Mr Guttenberg, who is married to the great-great-granddaughter of Otto von Bismarck, has recently had to fend off a number of setbacks as minister but his glamorous image had suffered little - until the plagiarism charges.

Chancellor Angela Merkel, who like many senior German politicians also holds a PhD, was seen backing her ally. "The chancellor has full trust in Guttenberg and his work," said a source close to Ms Merkel.

"His statement today shows that he is dealing responsibly with the questions on his dissertation."

Journalists had earlier walked out of a regular news conference with Ms Merkel's chief spokesman in protest after he had declined to comment on Mr Guttenberg's statement.

The minister said he would not use his PhD title until the result of an investigation by the University of Bayreuth, which has given him two weeks to respond to the allegations. "Without question, it does contain mistakes," Mr Guttenberg said of his thesis on constitutional law.

"I am responsible for each of those mistakes.
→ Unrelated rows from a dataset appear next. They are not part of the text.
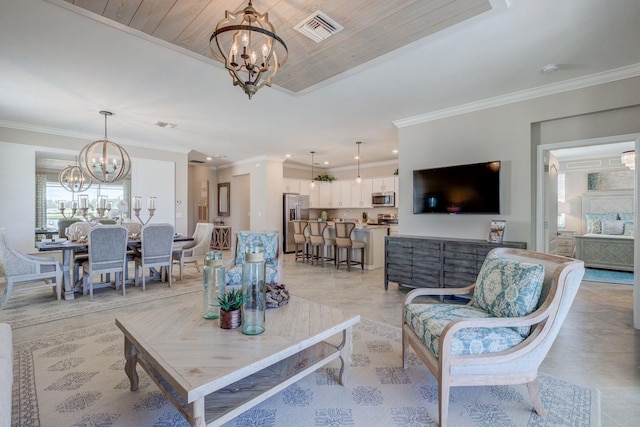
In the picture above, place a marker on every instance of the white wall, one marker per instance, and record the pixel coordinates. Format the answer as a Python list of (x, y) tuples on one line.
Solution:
[(508, 133)]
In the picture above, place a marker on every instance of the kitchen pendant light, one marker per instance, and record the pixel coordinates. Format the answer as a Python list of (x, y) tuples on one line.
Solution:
[(103, 160), (358, 179), (312, 184)]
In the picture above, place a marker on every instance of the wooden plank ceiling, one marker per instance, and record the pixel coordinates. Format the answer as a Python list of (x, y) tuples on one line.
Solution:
[(371, 27)]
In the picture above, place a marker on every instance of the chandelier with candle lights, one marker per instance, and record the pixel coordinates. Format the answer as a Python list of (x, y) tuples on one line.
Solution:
[(246, 43)]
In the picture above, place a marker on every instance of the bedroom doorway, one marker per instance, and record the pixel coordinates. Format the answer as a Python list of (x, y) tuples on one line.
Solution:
[(547, 209)]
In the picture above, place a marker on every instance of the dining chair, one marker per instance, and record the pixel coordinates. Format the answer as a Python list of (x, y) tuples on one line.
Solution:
[(319, 242), (156, 249), (194, 252), (21, 269), (301, 239), (344, 241), (107, 246)]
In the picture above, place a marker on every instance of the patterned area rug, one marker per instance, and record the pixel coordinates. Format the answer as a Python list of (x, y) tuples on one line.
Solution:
[(78, 379), (608, 276), (41, 306)]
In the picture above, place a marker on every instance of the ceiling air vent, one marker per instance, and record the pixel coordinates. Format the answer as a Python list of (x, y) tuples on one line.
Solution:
[(318, 26)]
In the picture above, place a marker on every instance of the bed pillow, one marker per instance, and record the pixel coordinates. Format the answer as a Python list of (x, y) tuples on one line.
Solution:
[(594, 226), (630, 229), (613, 227)]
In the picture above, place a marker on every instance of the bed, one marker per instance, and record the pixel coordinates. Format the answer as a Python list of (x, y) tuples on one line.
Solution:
[(608, 230)]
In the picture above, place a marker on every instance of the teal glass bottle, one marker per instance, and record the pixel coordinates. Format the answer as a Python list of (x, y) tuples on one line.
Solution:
[(213, 284), (253, 288)]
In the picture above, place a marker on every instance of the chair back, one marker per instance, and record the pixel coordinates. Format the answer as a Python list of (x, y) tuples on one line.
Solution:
[(13, 262), (343, 233), (107, 247), (157, 243), (269, 240), (316, 232), (298, 231)]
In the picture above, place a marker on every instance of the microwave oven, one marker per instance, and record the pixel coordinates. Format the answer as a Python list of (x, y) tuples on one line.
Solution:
[(386, 199)]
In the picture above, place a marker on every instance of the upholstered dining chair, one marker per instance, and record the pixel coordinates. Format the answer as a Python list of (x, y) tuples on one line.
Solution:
[(271, 243), (518, 304), (319, 242), (107, 246), (344, 241), (301, 239), (22, 269), (193, 252), (156, 249)]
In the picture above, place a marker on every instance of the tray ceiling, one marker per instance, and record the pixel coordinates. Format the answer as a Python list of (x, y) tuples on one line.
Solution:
[(372, 28)]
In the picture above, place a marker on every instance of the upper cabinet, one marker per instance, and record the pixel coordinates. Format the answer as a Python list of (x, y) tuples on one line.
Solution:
[(380, 185)]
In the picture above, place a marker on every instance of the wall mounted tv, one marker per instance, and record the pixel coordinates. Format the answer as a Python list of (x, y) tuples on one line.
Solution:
[(462, 189)]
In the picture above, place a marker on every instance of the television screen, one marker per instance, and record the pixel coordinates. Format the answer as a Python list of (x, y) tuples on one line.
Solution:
[(463, 189)]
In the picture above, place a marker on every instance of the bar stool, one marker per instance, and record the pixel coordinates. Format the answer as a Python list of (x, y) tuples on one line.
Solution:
[(299, 238), (343, 241), (317, 240)]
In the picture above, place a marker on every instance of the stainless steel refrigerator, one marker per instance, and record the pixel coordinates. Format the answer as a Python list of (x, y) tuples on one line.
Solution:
[(296, 207)]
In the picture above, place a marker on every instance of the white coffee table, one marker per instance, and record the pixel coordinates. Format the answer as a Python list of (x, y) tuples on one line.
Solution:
[(213, 375)]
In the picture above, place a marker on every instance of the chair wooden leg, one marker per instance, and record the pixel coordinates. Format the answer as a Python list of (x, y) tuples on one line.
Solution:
[(534, 395)]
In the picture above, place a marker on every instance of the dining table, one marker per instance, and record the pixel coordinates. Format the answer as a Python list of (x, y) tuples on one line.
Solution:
[(67, 247)]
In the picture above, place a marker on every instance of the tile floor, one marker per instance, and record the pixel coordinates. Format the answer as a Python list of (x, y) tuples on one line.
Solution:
[(597, 346)]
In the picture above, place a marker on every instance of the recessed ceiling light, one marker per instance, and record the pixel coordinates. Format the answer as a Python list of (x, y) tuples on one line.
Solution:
[(165, 124), (550, 68)]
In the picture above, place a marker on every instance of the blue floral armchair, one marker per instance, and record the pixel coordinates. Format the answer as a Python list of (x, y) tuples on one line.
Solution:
[(271, 243)]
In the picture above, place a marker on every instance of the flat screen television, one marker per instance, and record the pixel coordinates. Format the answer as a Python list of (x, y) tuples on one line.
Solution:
[(462, 189)]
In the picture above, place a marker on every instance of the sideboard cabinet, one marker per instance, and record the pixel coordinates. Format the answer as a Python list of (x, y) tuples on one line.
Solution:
[(436, 262)]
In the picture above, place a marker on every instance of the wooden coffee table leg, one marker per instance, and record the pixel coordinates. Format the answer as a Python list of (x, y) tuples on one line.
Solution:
[(197, 413), (130, 352), (345, 347)]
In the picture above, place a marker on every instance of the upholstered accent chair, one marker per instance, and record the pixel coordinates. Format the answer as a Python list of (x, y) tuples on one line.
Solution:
[(271, 241), (517, 306), (344, 241), (320, 243), (193, 252), (301, 240), (107, 254), (156, 248), (22, 271)]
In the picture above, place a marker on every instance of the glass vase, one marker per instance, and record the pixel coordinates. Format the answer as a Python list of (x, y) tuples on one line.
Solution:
[(213, 284), (253, 289)]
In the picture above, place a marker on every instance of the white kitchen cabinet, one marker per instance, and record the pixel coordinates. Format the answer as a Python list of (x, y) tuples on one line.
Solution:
[(291, 185), (361, 194), (380, 185), (341, 194)]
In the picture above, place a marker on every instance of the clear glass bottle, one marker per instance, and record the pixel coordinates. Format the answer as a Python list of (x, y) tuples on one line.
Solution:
[(213, 282), (253, 288)]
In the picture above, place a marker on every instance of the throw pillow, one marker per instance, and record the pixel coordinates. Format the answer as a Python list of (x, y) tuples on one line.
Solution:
[(594, 226), (612, 227), (508, 288)]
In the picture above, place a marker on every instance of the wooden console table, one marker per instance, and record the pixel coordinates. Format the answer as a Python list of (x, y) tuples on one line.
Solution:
[(221, 238), (436, 262)]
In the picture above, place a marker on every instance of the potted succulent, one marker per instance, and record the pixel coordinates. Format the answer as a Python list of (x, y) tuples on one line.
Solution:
[(230, 304)]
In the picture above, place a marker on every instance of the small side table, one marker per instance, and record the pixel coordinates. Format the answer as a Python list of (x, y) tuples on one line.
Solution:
[(566, 243), (221, 238)]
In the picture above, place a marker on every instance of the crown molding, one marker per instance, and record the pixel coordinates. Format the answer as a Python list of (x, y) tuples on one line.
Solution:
[(78, 135), (524, 95)]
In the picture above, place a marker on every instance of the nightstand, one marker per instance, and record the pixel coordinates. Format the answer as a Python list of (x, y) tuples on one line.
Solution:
[(566, 243)]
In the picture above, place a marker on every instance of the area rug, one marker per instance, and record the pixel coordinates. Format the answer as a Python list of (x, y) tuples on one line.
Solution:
[(78, 379), (608, 276), (40, 305)]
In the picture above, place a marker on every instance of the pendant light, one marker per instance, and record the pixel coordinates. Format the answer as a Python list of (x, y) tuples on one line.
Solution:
[(312, 184), (103, 160), (358, 179)]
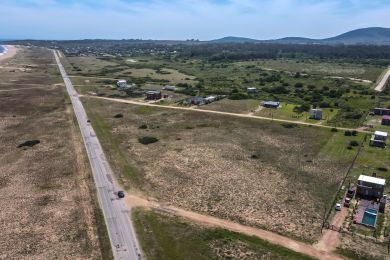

But I did not cheat consciously at any time nor consciously attribute the authorship incorrectly at any point," said Mr Guttenberg.

He has been widely tipped as the next leader of the Christian Social Union, the more conservative Bavarian sister party of Ms Merkel's centre-right Christian Democrats, and has been regarded as a potential future chancellor of Germany.

The scandal comes at a difficult moment for Ms Merkel, whose coalition is recovering in opinion polls just ahead of seven regional elections in 2011, which start on Sunday in Hamburg.

It emerged after an academic read Mr Guttenberg's thesis and ran it through a plagiarism scanner before writing a review for the left-leaning legal journal Kritische Justiz, which has a circulation of 1,800.